Outros trechos da mesma resolução foram criticados.
Para Ivar Hartmann, professor associado do Insper, os artigos que deram ao TSE o poder de suspender perfis, contas ou canais em redes sociais e estabeleceu um prazo para monetizar conteúdos antes e após a votação são inconstitucionais. Ele diz que apenas legisladores poderiam estabelecer essas restrições.
“O TSE errou nisso. Em um caso concreto, o TSE poderia proibir um candidato específico de publicar alguma coisa, mas não poderia criar uma norma genérica para aplicar a todo e qualquer candidato”, diz.
Hartmann também considera que houve excesso quando, ao determinar que a Jovem Pan concedesse direito de resposta a Luiz Inácio Lula da Silva (PT), o tribunal decidiu que a empresa não poderia usar inserções e manifestações dizendo que Lula mente a respeito de ter sido inocentado pela Justiça.

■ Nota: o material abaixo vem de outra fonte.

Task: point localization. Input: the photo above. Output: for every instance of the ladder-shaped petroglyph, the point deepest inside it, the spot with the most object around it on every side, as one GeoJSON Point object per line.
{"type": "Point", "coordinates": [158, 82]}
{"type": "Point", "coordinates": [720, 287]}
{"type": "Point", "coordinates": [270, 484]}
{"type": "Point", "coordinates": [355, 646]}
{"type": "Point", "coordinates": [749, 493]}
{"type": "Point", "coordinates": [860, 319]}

“Não posso deixar de dizer que manifestações que foram restringidas eram protegidas pela Constituição, e o TSE errou”, diz.
Para a presidente da Comissão de Direito Eleitoral da OAB de Minas Gerais, Isabela Damasceno, ao proibir o uso dos termos, o TSE praticou censura prévia.
Estela Aranha, presidente da Comissão de Proteção de Dados do Conselho Federal da OAB (Ordem dos Advogados do Brasil), afirma que, diante das limitações de recursos, o TSE conteve os principais problemas do pleito.
“A liberdade de expressão no Brasil tem limites, especialmente nos processos eleitorais, porque está em jogo o equilíbrio do processo, a lisura das eleições e os equilíbrios de poder econômico e de poder político.”
Para Aranha, a decisão sobre a Jovem Pan foi correta, pois veio após o descumprimento reiterado a decisões da Justiça Eleitoral. Além disso, ela afirma que a emissora não seguiu os mesmos procedimentos que a imprensa imparcial e não praticava uma cobertura equilibrada.
Em relação à suspensão de perfis, os especialistas afirmam que é preciso analisar caso a caso. No processo envolvendo a deputada Carla Zambelli (PSL-SP), a leitura é que a decisão de bloqueio veio após o descumprimento reiterado de decisões judiciais e outros casos de ataques ao sistema eleitoral.
Sobre o deputado eleito Nikolas Ferreira (PSL-MG), que teve o perfil suspenso por compartilhar uma live de um canal argentino questionando as urnas, a interpretação da corte também foi considerada adequada.